Despite how compelling those advantages are, there are some
pretty serious drawbacks associated with microformats as well. Adding
hCalendar support to my itineraries page reinforced several of them.
-
They're not very flexible. While I was able to add hCalendar
to the overall itinerary page, I can't add it to the individual pages
because they don't use the right markup. I'm not using <div>
and <span>
to markup the individual appointments, so I can't add hCalendar to them.
-
I don't think they'll scale very well. Microformats rely on the existing extensibility point, the role
or class
attribute. As such, they consume that extensibility point, leaving me without one for any other use I may have.
-
They're devilishly hard to validate. DTDs and W3C XML Schema are right out the door for validating microformats. Of course, Schematron
(and other rule-based validation languages) can do it, but most of us
are used to using grammar-based validation on a daily basis and we're
likely
to forget the extra step of running Schematron validation.
It's interesting that RELAX NG
can almost, but not quite, do it. RELAX NG has no difficulty
distinguishing between two patterns based on an attribute value, but
you can't use those two patterns in an interleave pattern. So the
general case, where you want to say that the content of one of these
special elements is “an <abbr>
with class="dtstart"
interleaved
with an <abbr>
with class="dtend"
interleaved with…”, you're out of luck. If you can limit the content to
something that doesn't require interleaving, you can use RELAX NG for
your particular application, but most of the microformats I've seen use
interleaving in the general case.
Is validation really important? Well, I have well over a
decade of experience with markup languages at this point and I was
reminded just last week that I can't be relied upon to write a simple
HTML document without markup errors if I don't validate it. If they
can't be validated, they will often be incorrect.

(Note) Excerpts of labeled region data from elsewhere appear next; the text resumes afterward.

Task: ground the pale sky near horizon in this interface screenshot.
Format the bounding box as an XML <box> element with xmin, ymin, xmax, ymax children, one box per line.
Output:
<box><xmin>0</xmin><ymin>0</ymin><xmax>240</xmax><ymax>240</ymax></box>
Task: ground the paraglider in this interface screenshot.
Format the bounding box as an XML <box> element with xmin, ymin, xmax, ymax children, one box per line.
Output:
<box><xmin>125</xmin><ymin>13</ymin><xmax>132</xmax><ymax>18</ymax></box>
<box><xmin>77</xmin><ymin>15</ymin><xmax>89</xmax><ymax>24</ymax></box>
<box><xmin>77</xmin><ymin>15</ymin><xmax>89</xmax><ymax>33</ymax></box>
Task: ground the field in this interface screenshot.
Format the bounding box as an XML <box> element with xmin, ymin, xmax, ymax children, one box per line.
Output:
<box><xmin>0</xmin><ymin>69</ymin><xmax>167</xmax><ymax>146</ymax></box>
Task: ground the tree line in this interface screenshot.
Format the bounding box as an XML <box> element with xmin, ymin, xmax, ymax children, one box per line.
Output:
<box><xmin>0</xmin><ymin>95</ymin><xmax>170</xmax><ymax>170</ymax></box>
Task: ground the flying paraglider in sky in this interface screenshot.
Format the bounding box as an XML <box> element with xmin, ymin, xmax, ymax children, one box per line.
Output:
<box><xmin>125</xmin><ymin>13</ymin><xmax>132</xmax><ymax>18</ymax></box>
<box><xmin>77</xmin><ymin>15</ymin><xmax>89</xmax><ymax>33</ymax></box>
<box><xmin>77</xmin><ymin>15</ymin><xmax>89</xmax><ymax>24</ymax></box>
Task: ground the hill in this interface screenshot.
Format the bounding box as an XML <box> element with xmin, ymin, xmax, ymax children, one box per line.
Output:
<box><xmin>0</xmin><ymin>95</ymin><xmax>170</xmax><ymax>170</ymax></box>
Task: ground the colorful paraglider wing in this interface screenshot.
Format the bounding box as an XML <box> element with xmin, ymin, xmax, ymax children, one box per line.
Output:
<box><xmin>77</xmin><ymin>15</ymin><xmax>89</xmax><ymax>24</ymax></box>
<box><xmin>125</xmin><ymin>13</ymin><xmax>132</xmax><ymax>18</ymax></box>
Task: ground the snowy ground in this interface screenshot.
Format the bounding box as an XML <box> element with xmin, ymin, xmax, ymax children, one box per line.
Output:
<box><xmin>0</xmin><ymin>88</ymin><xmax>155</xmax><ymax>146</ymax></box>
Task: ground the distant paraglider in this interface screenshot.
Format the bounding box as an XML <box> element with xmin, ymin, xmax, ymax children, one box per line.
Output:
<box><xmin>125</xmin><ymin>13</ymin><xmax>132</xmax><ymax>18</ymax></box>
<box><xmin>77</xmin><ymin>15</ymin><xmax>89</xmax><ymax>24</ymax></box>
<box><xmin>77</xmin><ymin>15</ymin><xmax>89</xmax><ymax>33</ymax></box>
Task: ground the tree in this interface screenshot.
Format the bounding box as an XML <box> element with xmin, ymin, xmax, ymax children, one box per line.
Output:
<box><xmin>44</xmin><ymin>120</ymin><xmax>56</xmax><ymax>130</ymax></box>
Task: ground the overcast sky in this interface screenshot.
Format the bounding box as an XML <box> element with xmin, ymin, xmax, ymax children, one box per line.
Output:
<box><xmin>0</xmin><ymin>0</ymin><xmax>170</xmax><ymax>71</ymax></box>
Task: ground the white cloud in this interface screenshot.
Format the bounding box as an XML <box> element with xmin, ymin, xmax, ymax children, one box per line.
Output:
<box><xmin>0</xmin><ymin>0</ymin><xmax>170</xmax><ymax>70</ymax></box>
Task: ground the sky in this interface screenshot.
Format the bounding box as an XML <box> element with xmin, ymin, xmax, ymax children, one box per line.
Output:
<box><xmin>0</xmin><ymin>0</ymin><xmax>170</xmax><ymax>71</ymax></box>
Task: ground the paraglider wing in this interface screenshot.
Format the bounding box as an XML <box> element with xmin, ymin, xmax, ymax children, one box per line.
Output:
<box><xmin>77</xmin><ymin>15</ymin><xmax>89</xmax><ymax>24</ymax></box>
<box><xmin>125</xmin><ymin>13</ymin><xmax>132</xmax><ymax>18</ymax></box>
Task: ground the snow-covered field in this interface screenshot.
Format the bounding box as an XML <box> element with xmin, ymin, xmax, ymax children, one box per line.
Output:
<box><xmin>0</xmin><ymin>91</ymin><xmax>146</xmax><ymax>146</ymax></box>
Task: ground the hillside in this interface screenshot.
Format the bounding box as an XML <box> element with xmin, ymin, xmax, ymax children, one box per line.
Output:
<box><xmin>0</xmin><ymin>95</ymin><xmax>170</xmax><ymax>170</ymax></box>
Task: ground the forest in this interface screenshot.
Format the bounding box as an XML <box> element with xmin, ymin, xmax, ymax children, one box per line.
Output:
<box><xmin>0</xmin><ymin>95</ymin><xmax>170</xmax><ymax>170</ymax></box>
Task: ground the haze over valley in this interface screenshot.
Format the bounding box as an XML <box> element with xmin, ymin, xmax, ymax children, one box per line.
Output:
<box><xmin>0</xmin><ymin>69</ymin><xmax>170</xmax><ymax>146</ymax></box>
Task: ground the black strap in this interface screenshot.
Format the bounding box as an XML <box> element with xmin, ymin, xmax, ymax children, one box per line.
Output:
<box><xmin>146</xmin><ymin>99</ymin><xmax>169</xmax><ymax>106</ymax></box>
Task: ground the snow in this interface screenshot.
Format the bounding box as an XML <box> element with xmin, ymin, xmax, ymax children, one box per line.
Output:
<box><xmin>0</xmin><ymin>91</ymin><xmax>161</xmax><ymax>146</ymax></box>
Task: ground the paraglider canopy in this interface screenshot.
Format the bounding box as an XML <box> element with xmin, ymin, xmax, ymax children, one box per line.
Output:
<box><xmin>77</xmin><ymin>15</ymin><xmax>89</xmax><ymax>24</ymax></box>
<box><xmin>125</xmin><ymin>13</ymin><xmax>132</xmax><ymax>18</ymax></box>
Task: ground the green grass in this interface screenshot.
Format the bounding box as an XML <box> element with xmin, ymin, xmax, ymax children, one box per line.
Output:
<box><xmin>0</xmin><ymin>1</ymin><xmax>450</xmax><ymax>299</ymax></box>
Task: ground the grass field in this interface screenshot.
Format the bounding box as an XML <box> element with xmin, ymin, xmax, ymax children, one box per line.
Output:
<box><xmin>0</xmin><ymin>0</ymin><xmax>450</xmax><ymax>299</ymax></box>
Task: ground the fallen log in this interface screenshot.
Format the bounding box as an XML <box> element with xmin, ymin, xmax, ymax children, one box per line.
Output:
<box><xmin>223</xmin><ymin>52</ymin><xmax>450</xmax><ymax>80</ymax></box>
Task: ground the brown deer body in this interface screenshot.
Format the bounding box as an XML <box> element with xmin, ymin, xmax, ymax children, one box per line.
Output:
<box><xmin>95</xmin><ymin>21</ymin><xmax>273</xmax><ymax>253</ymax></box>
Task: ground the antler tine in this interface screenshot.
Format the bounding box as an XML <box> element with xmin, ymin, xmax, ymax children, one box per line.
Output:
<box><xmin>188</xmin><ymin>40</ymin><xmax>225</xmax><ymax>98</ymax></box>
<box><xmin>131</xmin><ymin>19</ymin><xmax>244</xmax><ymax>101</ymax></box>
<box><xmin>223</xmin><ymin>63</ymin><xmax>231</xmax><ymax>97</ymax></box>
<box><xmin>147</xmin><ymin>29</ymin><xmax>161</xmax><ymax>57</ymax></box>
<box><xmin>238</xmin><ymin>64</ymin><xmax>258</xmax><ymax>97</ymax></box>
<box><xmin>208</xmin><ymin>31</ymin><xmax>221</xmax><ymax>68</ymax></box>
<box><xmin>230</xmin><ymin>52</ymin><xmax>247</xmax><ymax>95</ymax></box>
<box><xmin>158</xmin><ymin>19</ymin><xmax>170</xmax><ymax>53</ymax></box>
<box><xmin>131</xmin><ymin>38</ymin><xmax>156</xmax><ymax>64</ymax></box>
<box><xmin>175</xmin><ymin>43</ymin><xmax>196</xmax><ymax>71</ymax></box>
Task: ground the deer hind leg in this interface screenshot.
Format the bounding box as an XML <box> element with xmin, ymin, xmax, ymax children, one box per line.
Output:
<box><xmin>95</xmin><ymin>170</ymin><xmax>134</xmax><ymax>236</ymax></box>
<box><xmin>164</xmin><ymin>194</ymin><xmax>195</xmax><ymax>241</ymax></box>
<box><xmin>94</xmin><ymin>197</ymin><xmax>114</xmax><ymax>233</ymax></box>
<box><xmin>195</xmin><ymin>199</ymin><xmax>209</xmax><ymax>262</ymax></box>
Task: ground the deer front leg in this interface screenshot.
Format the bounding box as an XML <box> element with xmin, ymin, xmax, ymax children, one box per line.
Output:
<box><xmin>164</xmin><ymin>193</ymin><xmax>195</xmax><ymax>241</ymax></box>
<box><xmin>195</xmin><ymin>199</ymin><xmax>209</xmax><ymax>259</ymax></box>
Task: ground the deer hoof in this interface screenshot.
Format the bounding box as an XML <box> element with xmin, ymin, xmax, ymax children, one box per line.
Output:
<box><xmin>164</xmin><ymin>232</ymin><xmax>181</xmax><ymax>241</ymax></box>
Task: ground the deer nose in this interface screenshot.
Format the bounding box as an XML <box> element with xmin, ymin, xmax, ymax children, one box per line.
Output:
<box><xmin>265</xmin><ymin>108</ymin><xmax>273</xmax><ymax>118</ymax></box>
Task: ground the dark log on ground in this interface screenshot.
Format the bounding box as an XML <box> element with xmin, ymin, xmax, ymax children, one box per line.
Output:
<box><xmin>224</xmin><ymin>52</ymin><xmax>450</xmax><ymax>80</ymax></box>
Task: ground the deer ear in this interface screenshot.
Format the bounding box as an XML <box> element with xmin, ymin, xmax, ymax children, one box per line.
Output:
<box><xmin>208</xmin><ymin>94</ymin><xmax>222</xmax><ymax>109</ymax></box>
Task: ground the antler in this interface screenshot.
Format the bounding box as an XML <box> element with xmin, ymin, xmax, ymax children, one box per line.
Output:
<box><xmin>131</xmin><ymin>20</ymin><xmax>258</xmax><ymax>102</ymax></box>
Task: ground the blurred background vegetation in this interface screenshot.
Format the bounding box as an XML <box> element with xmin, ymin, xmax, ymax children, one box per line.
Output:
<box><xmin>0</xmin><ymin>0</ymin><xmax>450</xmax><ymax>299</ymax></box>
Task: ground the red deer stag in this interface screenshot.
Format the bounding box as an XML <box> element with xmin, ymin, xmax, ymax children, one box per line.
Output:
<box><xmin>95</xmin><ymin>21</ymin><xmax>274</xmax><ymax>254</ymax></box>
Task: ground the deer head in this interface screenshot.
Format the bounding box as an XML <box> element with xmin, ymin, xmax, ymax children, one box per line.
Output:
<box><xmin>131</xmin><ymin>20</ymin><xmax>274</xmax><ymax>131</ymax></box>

The complexity of validating microformats isn't something I'd
considered in my original investigation but is a valid point. As a developer of an
RSS aggregator, I've found the existence of
the Feed Validator to be an
immense help in tracking down issues. Not having the luxury of being
able to validate feeds would make building an aggregator a lot harder
and a lot less fun.
I'll continue to pay attention to this discussion but for now microformats will remain in the "gross hack" bucket for me.